Quinzième volet
Voyage…
Le téléphone
Je ne peux plus lui téléphoner. Je n’y arrive plus. Elle se répète tellement…
Bien sûr c’est normal à son âge, de se répéter, d’oublier ce qu’elle m’a dit hier et avant-hier et avant avant-hier et tout à l’heure.
Invariablement, lorsque je l’appelle, elle me dit qu’elle pensait à moi, elle est justement en train de regarder une photo de nous en Nouvelle-Zélande. Je la crois sans peine, je sais qu’elle l’aime, cette photo. J’ai un an dans ses bras et mes frères sont à côté d’elle.
Et puis elle me dit Tu connaites la maman de Jackie ? (Je l’écris comme elle le prononce).
Ensuite elle dit Tu connaites Jackie et Georges ? et ça me terrifie.
Chaque jour, elle me pose les mêmes questions. Elle oublie peut-être à qui elle s’adresse, bien qu’elle reconnaisse ma voix tout de suite à chaque appel ?
La dernière fois, j’ai fini par lui répondre irritée, que non, je ne les connaissais pas. Elle m’a dit ah, tu ne t’appennes pas (traduction :tu ne te rappelles pas), tu étais trop pitite.
Je n’arrive plus à lui téléphoner. Je ne veux plus qu’elle me demande si je connais mes frères.
9 janvier 2022
Froid
Un soleil frileux est venu
il a essuyé la neige des arbres
il a mis du ciel aux fenêtres
et ouvert un couloir de vent
Tout l’hiver du monde
s’est engouffré là
11 décembre 2021
Note de lectures
Et zut, je viens de terminer le livre que je lisais.
Je ne voulais pas le finir, je ne voulais pas qu’il se termine.

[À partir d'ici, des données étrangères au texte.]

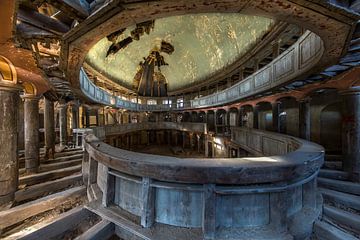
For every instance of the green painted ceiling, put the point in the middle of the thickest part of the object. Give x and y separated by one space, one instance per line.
204 44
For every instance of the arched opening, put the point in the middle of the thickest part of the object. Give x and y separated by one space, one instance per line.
289 116
265 116
247 116
331 128
220 120
233 117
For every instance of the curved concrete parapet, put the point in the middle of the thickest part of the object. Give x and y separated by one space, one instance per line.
267 197
291 64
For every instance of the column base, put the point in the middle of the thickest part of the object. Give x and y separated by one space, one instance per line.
7 201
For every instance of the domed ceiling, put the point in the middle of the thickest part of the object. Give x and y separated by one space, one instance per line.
203 44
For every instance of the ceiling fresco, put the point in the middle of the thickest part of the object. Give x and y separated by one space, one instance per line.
203 44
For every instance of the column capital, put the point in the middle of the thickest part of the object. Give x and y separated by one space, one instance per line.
305 99
30 97
351 91
10 87
62 103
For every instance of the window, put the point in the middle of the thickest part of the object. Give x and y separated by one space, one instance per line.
167 102
180 103
151 102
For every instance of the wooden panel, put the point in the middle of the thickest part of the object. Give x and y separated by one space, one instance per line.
263 77
285 65
242 210
178 207
295 200
254 142
101 176
273 147
127 196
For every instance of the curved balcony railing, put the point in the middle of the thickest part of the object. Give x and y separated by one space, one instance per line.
295 61
227 197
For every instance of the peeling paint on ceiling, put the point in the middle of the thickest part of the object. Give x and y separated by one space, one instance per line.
204 44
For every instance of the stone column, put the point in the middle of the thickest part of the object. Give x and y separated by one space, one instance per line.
304 119
63 122
21 136
198 143
31 120
206 147
9 172
215 120
241 114
49 125
75 116
87 117
351 132
191 140
256 117
275 116
97 118
184 139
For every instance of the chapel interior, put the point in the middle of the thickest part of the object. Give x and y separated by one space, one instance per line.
180 120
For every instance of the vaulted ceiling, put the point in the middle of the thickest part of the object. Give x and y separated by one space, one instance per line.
204 44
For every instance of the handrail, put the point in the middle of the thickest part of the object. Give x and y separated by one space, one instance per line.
292 63
296 159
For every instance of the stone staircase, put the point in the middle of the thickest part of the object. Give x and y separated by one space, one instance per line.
341 211
47 196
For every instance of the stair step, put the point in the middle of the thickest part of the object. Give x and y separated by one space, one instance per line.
20 213
103 230
345 199
60 165
62 154
325 231
41 189
48 176
343 218
63 159
54 166
336 165
59 228
333 157
341 186
334 174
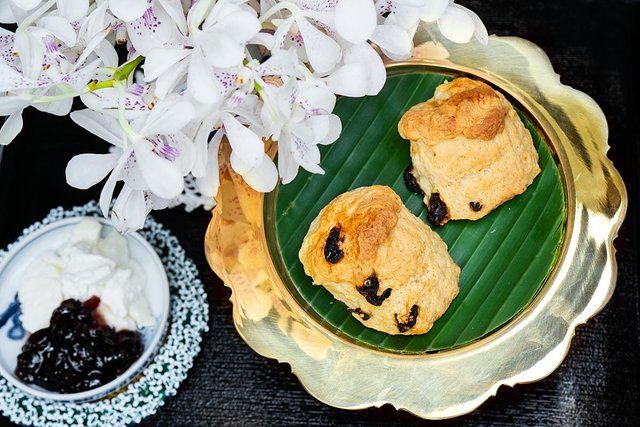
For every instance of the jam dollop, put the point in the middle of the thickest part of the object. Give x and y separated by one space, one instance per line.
78 351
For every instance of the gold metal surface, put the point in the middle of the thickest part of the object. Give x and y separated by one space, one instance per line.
454 382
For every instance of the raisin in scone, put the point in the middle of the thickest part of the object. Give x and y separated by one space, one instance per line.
470 150
391 270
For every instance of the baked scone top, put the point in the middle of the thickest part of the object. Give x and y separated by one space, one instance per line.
462 107
360 222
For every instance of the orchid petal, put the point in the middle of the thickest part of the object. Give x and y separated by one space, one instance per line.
168 116
129 211
287 166
221 51
26 4
174 10
480 31
264 177
160 60
244 142
433 10
128 10
366 55
209 183
107 191
99 124
201 83
307 156
394 41
264 39
31 53
11 128
240 26
456 25
12 104
316 100
349 80
170 78
73 10
163 178
86 170
355 20
60 28
186 152
323 51
281 33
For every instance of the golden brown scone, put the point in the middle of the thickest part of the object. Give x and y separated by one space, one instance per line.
391 270
470 150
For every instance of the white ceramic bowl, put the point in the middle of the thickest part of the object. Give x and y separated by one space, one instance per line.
51 237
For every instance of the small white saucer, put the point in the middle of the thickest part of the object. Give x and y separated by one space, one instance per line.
51 237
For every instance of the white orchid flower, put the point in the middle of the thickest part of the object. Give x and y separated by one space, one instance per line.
152 153
298 117
215 39
456 22
43 66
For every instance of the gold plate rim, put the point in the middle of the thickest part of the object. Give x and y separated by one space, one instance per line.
452 382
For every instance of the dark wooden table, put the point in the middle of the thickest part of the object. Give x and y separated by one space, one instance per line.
593 45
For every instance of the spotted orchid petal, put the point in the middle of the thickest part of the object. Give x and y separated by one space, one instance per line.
60 28
264 177
208 183
31 53
394 41
73 10
240 26
168 116
180 150
201 83
355 20
221 51
244 142
162 177
110 185
129 210
159 60
175 11
323 51
99 124
128 10
456 25
86 170
167 81
11 128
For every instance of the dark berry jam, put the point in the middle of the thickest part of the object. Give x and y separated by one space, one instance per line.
332 251
78 351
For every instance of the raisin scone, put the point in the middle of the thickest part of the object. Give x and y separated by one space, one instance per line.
470 150
391 270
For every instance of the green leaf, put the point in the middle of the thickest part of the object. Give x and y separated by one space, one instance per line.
504 258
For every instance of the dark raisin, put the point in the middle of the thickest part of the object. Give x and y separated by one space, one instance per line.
78 351
332 251
437 211
411 181
475 206
411 319
363 315
369 290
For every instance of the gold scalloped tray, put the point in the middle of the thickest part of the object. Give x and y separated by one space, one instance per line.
348 374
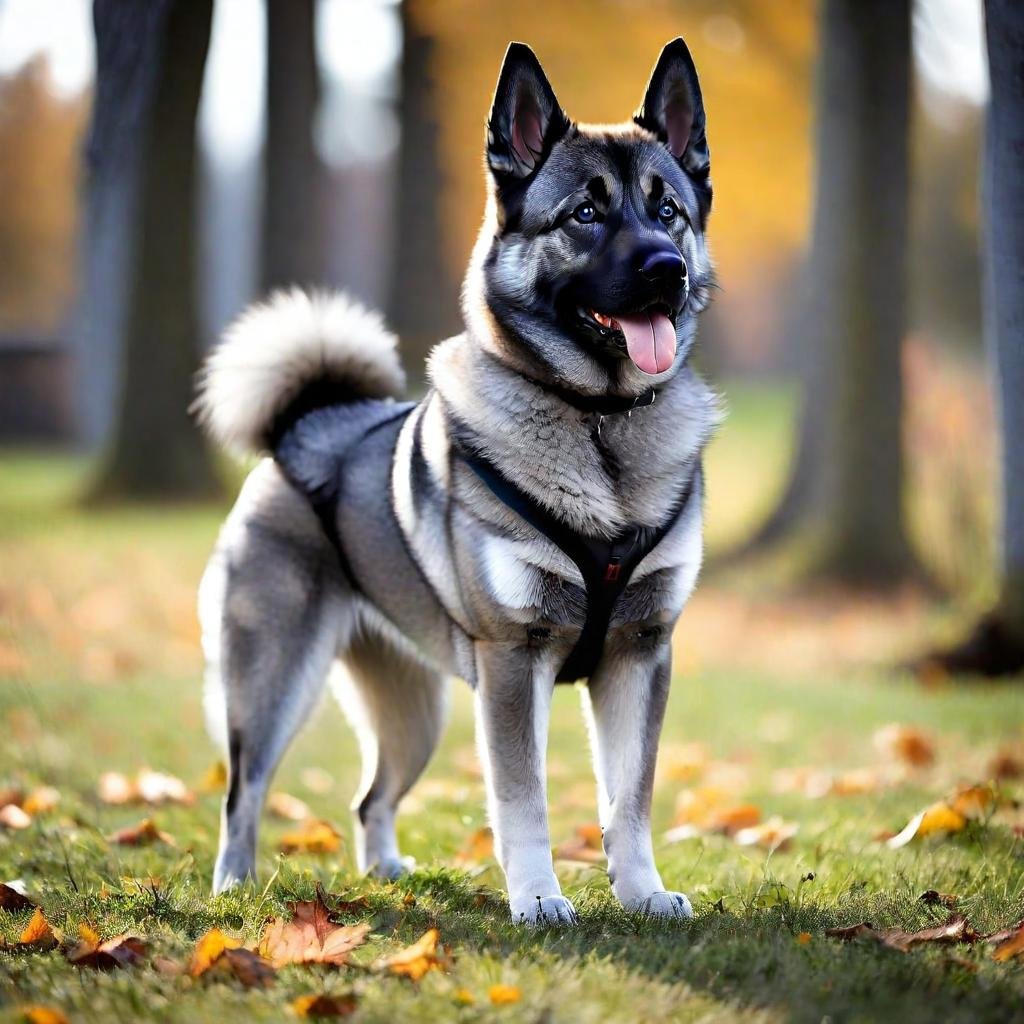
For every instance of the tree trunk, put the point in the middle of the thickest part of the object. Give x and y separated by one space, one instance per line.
158 451
293 237
845 488
1004 268
423 306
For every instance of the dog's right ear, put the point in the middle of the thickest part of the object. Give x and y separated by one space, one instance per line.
525 119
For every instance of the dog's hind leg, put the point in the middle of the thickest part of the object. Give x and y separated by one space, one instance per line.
396 705
272 607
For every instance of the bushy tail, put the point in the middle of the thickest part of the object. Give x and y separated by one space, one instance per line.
294 350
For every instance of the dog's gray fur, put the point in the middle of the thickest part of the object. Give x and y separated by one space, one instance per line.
442 578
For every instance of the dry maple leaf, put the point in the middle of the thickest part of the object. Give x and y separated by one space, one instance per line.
143 834
209 949
42 1015
11 900
314 836
479 846
326 1006
586 846
283 805
122 950
415 961
1009 942
905 743
38 932
310 937
502 995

Je lis décidément trop vite. En voyant qu’il me restait peu de pages, j’avais essayé de ralentir ma lecture.
J’ai freiné tant que j’ai pu, regardé par la fenêtre, guetté le cri du chevreuil, lavé les tasses dans l’évier, grignoté un carré de chocolat, remis du bois dans le poêle, réveillé mon ordinateur, repris le livre.
Et je l’ai terminé.
Les personnages ne voulaient rien dire de plus, je me suis sentie abandonnée.
Tellement envie de leur dire de revenir, de continuer…

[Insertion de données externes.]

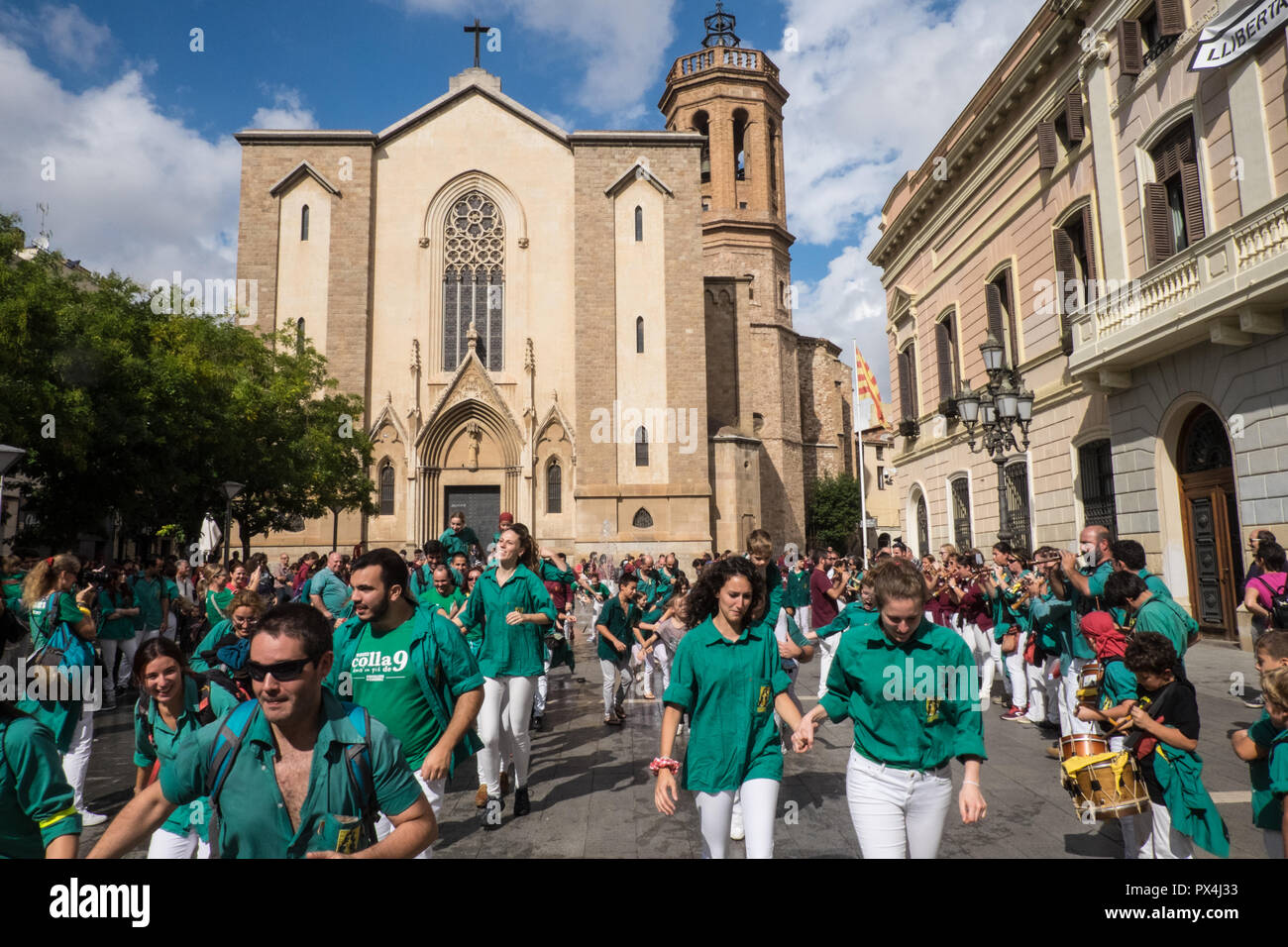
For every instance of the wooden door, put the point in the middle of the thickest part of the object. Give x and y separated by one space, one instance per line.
1209 505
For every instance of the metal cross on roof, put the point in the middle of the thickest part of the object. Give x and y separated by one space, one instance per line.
478 33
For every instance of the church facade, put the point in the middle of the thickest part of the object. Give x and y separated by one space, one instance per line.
590 330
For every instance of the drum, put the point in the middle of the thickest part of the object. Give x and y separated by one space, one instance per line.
1082 745
1089 684
1102 793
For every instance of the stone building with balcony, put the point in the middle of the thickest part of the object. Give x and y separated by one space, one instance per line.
590 330
1119 223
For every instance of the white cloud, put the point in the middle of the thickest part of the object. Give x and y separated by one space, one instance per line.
874 88
133 189
287 112
610 46
63 31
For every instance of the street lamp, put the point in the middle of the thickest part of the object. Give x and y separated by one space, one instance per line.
8 458
1000 406
231 489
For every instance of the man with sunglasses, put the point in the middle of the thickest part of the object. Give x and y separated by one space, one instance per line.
290 777
412 669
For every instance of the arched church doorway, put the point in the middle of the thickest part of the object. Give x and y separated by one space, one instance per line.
1211 521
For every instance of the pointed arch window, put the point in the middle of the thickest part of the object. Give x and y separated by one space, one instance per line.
554 487
386 489
475 281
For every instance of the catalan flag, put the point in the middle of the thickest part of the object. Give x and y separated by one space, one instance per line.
867 388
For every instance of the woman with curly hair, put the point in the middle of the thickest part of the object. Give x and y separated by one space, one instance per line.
728 677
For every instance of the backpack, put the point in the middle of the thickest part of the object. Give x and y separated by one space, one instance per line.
1278 603
357 758
62 651
205 681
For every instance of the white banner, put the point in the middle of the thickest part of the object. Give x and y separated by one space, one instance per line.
1234 33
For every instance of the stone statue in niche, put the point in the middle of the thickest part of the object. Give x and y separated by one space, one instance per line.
476 433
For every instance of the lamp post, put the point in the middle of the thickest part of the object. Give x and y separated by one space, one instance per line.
8 458
999 407
335 523
231 489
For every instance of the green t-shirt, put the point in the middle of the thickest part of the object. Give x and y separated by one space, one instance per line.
619 624
37 801
432 599
728 689
385 684
1269 776
147 595
1117 685
254 822
913 703
111 628
196 814
509 650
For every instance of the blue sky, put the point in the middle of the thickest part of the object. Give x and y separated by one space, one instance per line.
141 125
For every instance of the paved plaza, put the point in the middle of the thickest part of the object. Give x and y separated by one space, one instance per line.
592 792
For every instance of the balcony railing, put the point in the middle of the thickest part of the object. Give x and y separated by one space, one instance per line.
722 56
1196 294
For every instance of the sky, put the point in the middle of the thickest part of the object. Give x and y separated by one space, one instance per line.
117 115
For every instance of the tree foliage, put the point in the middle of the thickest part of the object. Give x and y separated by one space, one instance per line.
835 510
138 414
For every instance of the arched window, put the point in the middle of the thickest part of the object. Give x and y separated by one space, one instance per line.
475 281
554 487
386 489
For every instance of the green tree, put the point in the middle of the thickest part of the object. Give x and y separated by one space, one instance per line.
833 512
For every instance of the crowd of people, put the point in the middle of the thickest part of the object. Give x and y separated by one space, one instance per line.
317 707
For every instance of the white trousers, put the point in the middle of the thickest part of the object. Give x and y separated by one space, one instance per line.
539 699
433 791
621 671
1069 722
897 813
515 696
168 845
759 800
1159 839
76 759
1016 672
127 647
980 643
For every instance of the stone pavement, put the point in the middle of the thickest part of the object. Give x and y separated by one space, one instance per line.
592 793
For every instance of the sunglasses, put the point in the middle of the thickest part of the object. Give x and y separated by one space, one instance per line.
282 671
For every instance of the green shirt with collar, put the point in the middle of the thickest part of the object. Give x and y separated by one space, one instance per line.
619 624
254 822
194 814
509 650
854 615
37 802
911 703
1269 776
728 688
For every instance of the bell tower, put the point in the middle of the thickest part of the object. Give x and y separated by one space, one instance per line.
732 95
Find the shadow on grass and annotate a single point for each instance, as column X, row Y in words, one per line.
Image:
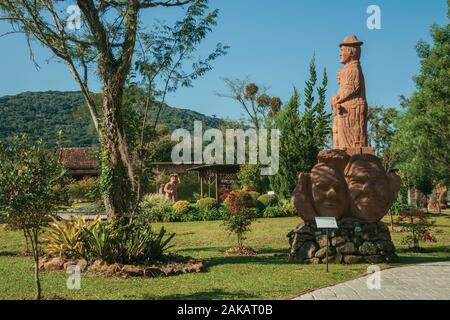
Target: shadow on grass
column 264, row 256
column 8, row 254
column 214, row 294
column 436, row 254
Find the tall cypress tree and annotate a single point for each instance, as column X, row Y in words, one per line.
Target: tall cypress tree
column 303, row 135
column 322, row 128
column 289, row 123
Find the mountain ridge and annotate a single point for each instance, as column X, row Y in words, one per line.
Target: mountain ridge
column 41, row 114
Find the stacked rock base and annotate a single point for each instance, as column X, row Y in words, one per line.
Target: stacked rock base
column 354, row 242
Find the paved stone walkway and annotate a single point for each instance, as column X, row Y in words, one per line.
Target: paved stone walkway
column 428, row 281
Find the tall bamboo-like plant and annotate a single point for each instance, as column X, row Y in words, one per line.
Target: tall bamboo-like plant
column 31, row 185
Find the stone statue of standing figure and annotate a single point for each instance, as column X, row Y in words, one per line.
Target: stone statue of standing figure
column 349, row 106
column 170, row 188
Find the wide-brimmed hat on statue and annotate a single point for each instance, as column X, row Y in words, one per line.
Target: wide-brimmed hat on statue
column 351, row 41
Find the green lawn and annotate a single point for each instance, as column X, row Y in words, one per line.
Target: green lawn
column 264, row 276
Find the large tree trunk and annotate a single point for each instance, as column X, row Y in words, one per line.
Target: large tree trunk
column 120, row 199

J’ai tourné la dernière page, tourné encore mais c’était la quatrième de couverture. J’ai fermé le livre, je l’ai rouvert au début, j’ai failli le recommencer, là tout de suite. La vaisselle était faite, la nuit était tombée depuis longtemps, le chevreuil non plus, ne voulait plus rien dire, j’ai grignoté un deuxième carré de chocolat, je le laissais fondre avec les derniers mots, les premiers mots, je ne sais plus.
J’ai pris un livre du même auteur et je lui dis merci d’avance.

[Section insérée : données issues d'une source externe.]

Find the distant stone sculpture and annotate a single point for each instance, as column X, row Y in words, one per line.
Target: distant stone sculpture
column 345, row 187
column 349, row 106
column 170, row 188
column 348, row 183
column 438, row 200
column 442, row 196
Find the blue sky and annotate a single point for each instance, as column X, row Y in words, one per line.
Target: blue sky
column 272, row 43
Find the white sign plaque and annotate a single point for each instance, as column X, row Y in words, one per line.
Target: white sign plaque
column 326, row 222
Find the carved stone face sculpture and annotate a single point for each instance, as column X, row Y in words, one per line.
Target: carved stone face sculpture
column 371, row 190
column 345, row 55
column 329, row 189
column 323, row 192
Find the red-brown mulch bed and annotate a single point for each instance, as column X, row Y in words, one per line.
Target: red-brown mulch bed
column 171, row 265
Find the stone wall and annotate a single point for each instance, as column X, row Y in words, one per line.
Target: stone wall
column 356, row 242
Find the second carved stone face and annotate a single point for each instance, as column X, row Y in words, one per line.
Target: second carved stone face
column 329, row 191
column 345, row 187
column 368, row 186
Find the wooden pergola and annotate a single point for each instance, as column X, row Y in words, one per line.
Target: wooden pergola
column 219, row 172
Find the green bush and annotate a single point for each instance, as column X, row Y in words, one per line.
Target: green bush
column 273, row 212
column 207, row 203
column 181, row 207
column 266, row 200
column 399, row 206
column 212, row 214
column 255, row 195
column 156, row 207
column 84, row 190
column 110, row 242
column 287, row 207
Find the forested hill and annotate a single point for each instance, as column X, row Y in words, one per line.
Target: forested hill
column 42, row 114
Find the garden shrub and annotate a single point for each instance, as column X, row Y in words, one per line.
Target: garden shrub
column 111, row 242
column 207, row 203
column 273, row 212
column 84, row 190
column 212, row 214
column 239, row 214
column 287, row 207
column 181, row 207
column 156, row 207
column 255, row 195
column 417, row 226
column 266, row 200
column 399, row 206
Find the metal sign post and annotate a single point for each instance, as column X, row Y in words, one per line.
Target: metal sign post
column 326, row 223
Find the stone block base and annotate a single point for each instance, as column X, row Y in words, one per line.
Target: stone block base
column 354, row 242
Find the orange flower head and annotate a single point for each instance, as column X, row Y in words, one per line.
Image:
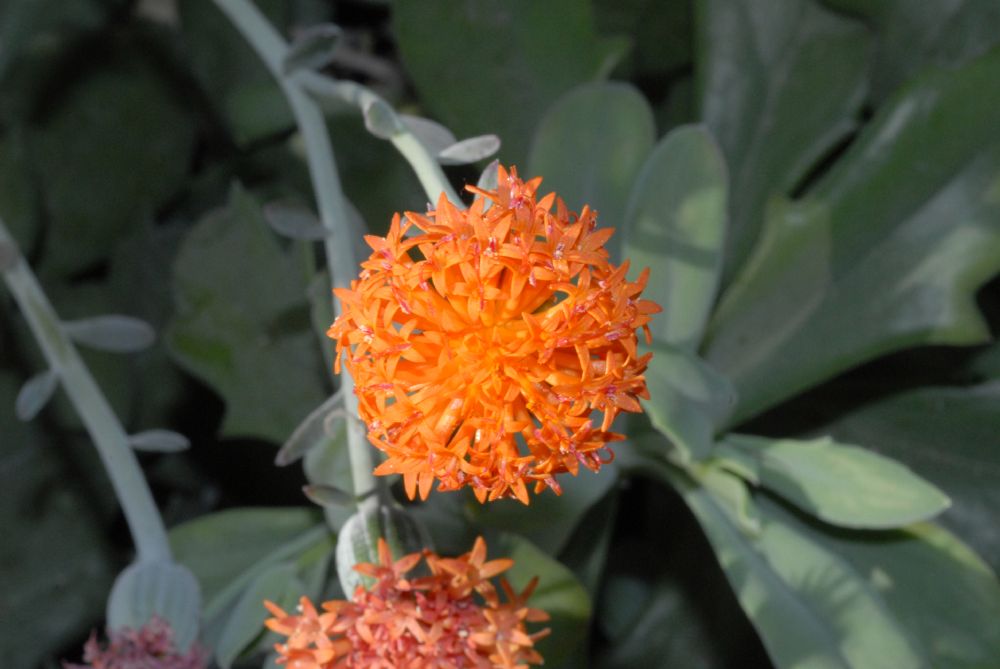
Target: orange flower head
column 450, row 619
column 483, row 345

J’ai remis du bois dans le poêle. Une flambée de gratitude.
9 décembre 2021
Horizontal
Il neige un tout petit blizzard
à l’échelle des oiseaux
28 novembre 2021
Ultra violette
C’était un moment particulier
aux confins de la solitude – toujours –
Lorsque tout paraissait étréci
et gris
et bouché
s’ouvrait un crépuscule plus vaste que le ciel
C’était un moment qui ne reviendrait pas
– on le croyait –
Il fallait le prendre avec sa couleur
ultra violette – une couleur qui n’existait pas
Il fallait le prendre avec son silence
ce silence aux pages sourdes
cette impatience
d’un lent demain
qui ne vient pas
Ce n’était pas un vrai silence
il y avait ces musiques qui résonnaient dans l’habitacle d’une voiture
– parce c’était toujours sur une route –
La vie galopait de l’autre côté de la vie
sur un cheval sans nom
Mais savoir où les enfants jouent
lorsque l’automne éteint tous les colorados ?
25 novembre 2021
Si c’était à refaire
On prend presque les mêmes
et on recommence
ou bien on prend les mêmes
et on ne recommence pas ?
8 novembre 2021
Laniakea
Solo balayé des cymbales
Galaxie ouverte
d’une incise de cuivres
Contrebasse et guitare
note à note
suturent la déchirure
et nous voilà traversés d’étoiles
26 octobre 2021
Voyage en pays Ackenbush
Au commencement était le point, disait la voix
C’est là que le voyage a commencé
Pas à pas – nous entendions les pas –
les instruments suivaient
une ligne
un espace
l’espace temps d’un sablier sans couvercle ni fond
Du ventre de la contrebasse naissaient des incantations de sable
De la clarinette, fluide et heurtée ruisselait une immatérielle darbouka
Un oiseau s’est échappé de sa bouche
19 octobre 2021
Je brûle
On m’avait dit de brûler tout ce qui me fait mal
alors je brûle les ronces qui te déchirent le flanc
Je brûle le bateau qui est parti sans toi
Je brûle mes dents
Je brûle le cochon qui se repaît de confiture
Faut-il que je brûle aussi la photo désenfouie ?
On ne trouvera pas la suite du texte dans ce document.